Under our bad check law, if a person should give a check for $1,000, which he knew would overdraw his account at the bank five cents, and the payee of the check should present it to the bank, and the bank should decline to pay it, he would be a criminal and a candidate for the chain-gang, even though he intended to make a deposit within five minutes to cover the check and actually had the money to make such deposit.

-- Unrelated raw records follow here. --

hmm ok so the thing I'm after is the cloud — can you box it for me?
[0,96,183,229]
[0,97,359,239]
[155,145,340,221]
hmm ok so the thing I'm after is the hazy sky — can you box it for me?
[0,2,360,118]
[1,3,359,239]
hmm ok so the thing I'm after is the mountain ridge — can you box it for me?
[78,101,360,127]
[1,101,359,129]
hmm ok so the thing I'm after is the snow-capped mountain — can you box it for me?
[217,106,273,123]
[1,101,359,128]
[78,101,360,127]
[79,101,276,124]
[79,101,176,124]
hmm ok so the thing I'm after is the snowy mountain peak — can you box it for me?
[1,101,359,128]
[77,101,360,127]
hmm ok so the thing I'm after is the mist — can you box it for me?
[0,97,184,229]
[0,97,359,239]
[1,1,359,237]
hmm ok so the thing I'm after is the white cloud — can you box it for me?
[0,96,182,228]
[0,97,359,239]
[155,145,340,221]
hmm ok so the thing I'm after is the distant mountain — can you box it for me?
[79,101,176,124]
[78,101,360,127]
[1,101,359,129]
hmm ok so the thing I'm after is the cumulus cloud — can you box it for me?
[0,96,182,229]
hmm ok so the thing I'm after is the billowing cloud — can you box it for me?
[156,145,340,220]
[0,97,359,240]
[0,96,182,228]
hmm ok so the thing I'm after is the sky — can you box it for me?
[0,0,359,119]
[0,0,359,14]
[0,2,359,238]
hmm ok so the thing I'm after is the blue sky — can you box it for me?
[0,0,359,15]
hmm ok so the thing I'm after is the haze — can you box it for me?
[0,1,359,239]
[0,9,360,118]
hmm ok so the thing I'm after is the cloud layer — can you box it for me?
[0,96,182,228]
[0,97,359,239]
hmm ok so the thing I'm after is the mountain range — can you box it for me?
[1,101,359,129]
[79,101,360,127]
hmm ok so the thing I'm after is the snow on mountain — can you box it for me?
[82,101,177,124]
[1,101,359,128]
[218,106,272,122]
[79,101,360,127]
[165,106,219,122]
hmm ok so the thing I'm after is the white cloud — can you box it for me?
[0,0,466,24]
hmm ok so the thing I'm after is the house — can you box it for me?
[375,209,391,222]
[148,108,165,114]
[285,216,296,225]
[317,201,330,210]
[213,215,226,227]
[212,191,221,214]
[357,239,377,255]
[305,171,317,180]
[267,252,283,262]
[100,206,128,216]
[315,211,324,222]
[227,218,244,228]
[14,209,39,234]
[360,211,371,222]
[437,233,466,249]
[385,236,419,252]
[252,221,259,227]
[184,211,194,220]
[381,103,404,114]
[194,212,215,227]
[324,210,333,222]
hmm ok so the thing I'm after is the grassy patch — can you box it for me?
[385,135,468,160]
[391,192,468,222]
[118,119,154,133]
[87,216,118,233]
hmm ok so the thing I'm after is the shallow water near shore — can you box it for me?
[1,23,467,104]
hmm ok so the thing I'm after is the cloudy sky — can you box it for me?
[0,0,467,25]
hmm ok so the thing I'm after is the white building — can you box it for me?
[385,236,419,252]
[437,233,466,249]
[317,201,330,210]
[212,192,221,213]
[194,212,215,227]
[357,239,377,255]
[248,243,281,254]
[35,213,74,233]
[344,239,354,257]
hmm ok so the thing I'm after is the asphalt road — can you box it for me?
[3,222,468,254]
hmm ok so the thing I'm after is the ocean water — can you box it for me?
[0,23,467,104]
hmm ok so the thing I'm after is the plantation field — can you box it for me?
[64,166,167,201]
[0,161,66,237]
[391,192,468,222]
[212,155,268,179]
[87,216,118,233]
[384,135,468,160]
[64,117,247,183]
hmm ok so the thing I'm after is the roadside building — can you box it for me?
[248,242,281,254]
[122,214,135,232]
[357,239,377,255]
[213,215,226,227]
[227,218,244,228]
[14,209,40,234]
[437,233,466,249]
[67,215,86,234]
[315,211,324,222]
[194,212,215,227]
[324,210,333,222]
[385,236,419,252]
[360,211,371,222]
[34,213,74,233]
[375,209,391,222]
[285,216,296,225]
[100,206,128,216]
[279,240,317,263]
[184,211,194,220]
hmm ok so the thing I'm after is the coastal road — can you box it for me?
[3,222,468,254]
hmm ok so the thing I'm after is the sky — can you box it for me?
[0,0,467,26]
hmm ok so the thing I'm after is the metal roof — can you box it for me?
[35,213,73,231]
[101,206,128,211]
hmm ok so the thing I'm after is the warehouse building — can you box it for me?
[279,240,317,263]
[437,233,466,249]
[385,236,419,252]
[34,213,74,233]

Again, under this law as written, if the drawer of the check should notify the payee that the check was not good, but that he, the drawer, would make it good within a few minutes, and the payee should present it to the bank for payment and payment should be refused, the drawer would be a criminal under the law of his State. If the check should be post-dated, the same result would follow, for the reason that the opinion of the Court in this case declares in substance that the gist of the offense is giving the check which is dishonored by the bank, irrespective of the circumstances, good faith, or present ability of the drawer of the check to make it good by a deposit in the bank.

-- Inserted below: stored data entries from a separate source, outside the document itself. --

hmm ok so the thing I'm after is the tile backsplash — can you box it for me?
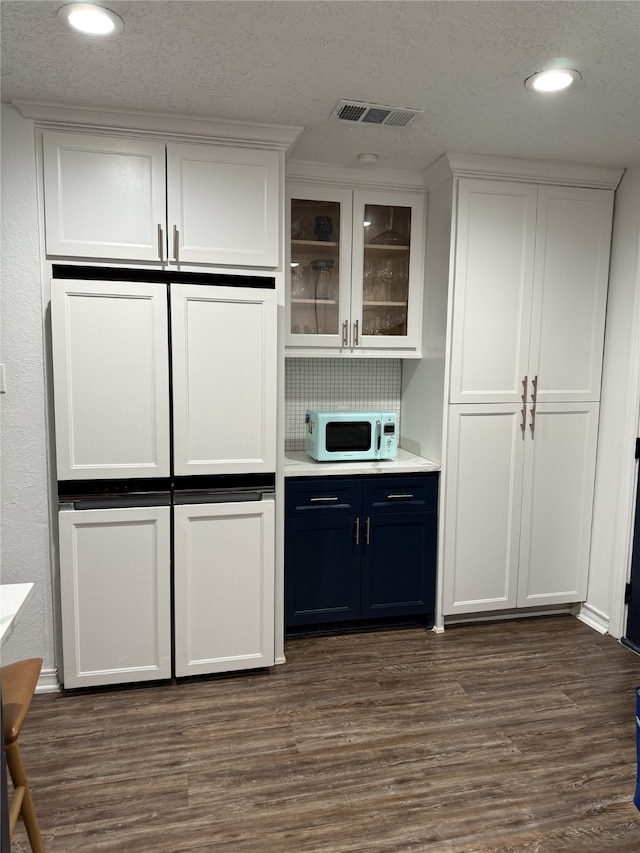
[285,358,402,450]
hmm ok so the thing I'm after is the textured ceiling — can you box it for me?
[1,0,639,172]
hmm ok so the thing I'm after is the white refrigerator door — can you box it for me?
[58,505,172,688]
[171,282,277,475]
[51,279,171,479]
[173,496,275,676]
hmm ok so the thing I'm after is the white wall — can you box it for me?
[0,103,56,677]
[586,161,640,637]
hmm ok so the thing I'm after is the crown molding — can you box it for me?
[423,152,624,191]
[286,159,425,192]
[12,100,304,150]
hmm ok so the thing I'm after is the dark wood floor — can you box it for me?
[9,615,640,852]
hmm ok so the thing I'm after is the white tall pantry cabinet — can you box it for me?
[418,155,623,620]
[30,105,303,689]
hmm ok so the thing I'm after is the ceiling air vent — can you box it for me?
[332,100,424,128]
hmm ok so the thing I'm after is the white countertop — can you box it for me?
[284,448,439,477]
[0,582,34,646]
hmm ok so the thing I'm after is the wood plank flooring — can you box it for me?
[9,615,640,852]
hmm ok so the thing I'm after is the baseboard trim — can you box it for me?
[577,602,610,635]
[444,604,574,627]
[35,667,60,693]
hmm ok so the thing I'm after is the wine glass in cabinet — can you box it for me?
[355,195,419,347]
[288,186,352,347]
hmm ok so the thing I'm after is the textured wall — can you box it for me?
[0,104,56,674]
[587,162,640,635]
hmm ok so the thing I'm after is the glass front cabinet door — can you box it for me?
[286,183,425,356]
[287,185,353,349]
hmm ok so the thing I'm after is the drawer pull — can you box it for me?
[365,516,370,545]
[310,496,339,502]
[355,517,360,545]
[387,493,414,500]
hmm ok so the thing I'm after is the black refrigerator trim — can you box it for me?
[58,477,173,500]
[51,264,276,289]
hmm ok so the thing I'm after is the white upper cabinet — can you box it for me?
[43,132,167,262]
[448,179,614,404]
[449,180,537,403]
[528,186,614,403]
[51,279,171,480]
[166,143,280,267]
[286,180,425,357]
[43,131,281,268]
[170,282,277,476]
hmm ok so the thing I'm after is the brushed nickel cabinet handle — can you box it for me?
[173,225,179,262]
[387,493,414,500]
[522,375,528,403]
[521,407,526,436]
[157,224,164,261]
[530,375,538,437]
[355,517,360,546]
[353,319,359,347]
[365,516,370,545]
[310,496,338,502]
[342,320,349,347]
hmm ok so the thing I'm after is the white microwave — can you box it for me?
[305,410,398,462]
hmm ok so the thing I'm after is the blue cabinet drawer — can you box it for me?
[286,478,362,516]
[363,474,438,513]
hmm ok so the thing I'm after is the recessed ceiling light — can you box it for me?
[357,153,379,165]
[58,3,124,36]
[525,68,581,93]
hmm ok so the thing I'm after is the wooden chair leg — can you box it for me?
[5,739,45,853]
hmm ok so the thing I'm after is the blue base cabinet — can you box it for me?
[285,473,438,631]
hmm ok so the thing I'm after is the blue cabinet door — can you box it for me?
[285,515,360,626]
[361,511,437,620]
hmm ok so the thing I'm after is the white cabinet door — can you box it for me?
[170,283,276,476]
[51,279,170,480]
[173,497,275,677]
[529,186,614,403]
[442,405,525,614]
[167,143,280,268]
[449,180,538,403]
[517,402,599,607]
[352,189,426,353]
[43,132,166,262]
[58,506,171,688]
[286,182,354,350]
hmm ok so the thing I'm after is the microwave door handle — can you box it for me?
[376,420,381,452]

Undoubtedly the bad check evil is grievous. But the curbing thereof should be accomplished in obedience to the law of the land. While these evils, like the debased coinage referred to by McCauley, may smite industry “as with a palsy,” yet I think that a due recognition and ap*521plication of tbe constitutional safeguard, in tbe words of Shakespeare, “makes us rather bear those ills we hare than fly to others that we know not of.”

I think the act is unconstitutional and therefore a nullity.

If the constitutional provision obstructs the free course of commerce and undermines business confidence and integrity, and is no longer adequate to meet the expanding needs of modern life, then it ought to be repealed and nullified, but this should be done in accordance with law and not by mere judicial construction and interpretation.